O próximo bloco é um bloco noturno de acentuada sensualidade. O "velho neón intruso" dá a entender que os dois já se conheciam há algum tempo, o que é até, diga-se de passagem, uma maneira muito bonita de incutir essa ideia. O que disse anteriormente sobre uma viagem pode ser lido quando o poeta diz: "mãos nas rochas da cidade, / pés no limo de outra". "Outra" aqui só pode se referir a cidade, o que, unido à torre vicentina logo depois, dá uma imagem clara de uma viagem, pressuponho até que uma viagem pela Europa (também graças à língua francesa e holandesa mais atrás). A sensualidade aqui ela é táctil: o poeta lê os lados do corpo da outra pessoa. Como estamos no escuro (pois, caso contrário, o velho neón não entraria), como estamos num quarto pobre e provisório (ser provisório é um outro indício da viagem), então isso dá um toque de lascívia muito bom ao poema, posto que qualquer pessoa nas mesmas condições leria justamente os lados da outra e não, sei lá, seu corpo. Está escuro, não dá pra ler; eu só vejo, graças ao velho neón que entra, o reflexo das curvas da pessoa amada. É um detalhe besta mas que, dada a maneira com que a cena foi armada, faz com que muitos poetas menos experientes, se porventura chegassem a uma cena assim, não conseguissem traduzir o detalhe do sexo da forma como Dirceu traduziu.
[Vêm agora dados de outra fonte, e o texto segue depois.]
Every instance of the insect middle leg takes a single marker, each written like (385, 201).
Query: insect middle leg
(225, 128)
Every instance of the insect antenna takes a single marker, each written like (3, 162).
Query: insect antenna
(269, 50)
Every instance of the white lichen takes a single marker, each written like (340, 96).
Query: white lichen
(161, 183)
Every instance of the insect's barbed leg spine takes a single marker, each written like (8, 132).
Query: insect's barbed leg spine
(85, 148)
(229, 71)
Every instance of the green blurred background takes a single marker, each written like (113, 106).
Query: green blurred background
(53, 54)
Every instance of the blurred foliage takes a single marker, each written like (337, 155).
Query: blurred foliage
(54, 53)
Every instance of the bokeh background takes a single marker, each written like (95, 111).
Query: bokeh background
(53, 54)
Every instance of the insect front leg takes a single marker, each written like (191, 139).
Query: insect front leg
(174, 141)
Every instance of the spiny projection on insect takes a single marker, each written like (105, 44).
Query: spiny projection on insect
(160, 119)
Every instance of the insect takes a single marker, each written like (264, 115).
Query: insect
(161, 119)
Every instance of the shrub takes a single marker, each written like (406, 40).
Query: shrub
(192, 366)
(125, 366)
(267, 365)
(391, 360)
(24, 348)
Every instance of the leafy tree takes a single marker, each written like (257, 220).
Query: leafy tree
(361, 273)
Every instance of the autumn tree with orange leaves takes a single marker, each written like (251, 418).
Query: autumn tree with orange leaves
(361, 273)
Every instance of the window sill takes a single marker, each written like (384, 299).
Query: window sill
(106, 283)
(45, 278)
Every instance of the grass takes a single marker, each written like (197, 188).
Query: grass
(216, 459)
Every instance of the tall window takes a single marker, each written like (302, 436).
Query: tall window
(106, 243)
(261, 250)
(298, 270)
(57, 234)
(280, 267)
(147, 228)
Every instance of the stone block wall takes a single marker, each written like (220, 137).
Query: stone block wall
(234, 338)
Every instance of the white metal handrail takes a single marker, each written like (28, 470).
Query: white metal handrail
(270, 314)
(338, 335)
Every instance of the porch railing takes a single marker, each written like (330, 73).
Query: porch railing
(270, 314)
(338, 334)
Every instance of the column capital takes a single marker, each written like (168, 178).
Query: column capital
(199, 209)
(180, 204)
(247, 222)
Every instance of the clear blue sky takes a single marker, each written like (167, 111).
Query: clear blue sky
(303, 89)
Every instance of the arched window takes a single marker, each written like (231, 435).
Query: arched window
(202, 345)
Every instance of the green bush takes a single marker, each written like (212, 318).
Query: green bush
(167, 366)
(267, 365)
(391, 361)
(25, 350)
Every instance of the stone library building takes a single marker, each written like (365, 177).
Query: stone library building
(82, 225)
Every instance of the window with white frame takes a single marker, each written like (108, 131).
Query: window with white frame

Sob certo sentido, é até o limite de corporeidade a que o poeta pode chegar. Ele nos conta de uma viagem aprazível que fez com um outro alguém, mas isso enquanto ele viaja por um buraco de minhoca, é dizer, pelas memórias. E viajar pelas memórias é um viajar cada vez mais a fundo, cada vez mais ao passado, de maneira que quanto mais avançamos na memória, mais nós regredimos. É quando vem a pergunta:

       pego o tempo na ponta
       dos dedos, ou da mente?

Difícil dizer, não é mesmo? A memória é tão vívida que ela parece estar ali, na sua frente. Para traçar mais um paralelo com Ferreira Gullar, só que dessa vez com um Gullar em boa forma, seria o caso de evocarmos o Gullar de Praia do Caju, em que o poeta vê um menino passando na sua frente e o vai seguindo até o momento em que reconhece aquele garoto, chamado Zeca, grita por ele mas, como o menino já estava muito distante, ele não pôde escutar. O poema começa com:

       Escuta:
       o que passou passou
       e não há força
       capaz de mudar isto.

E termina com:

       O que passou passou.
       Jamais acenderás de novo
       o lume
       do tempo que apagou.

É a meu ver um dos poemas mais belos de Gullar. O tema da memória é um tema importantíssimo na poesia de Gullar, tendo sido trabalhado de forma definitiva em Poema Sujo. Aqui, a distância que existe entre a lembrança tão vívida do menino Zeca (este era um apelido de Gullar na infância) e o homem de agora é uma distância que, por mais que seja pequena, por mais que se resuma à amurada, ainda assim é definitiva.

Dirceu sente a dimensão táctil do tempo. Sua metáfora do buraco de minhoca o ajuda nisso. Ele explicita essa metáfora no final do poema, ao falar de uma minhoca já sem pele que, cilíndrica, se contorce e escorrega. Escapole. Foge. Tudo isso é tênue demais. Temos, de fato, muito pouco tempo em nossas mãos, e o que é desconfortável, ao fim e ao cabo, é isso. "um sopro." Uma maneira forte de terminar o poema, uma maneira significativa. O poema foi crescendo tactilmente, ele foi ganhando em solidez, foi se tornando um corpo coeso, sólido. Mas tudo isso é um nada, basta um sopro pra que se vá. E se foi.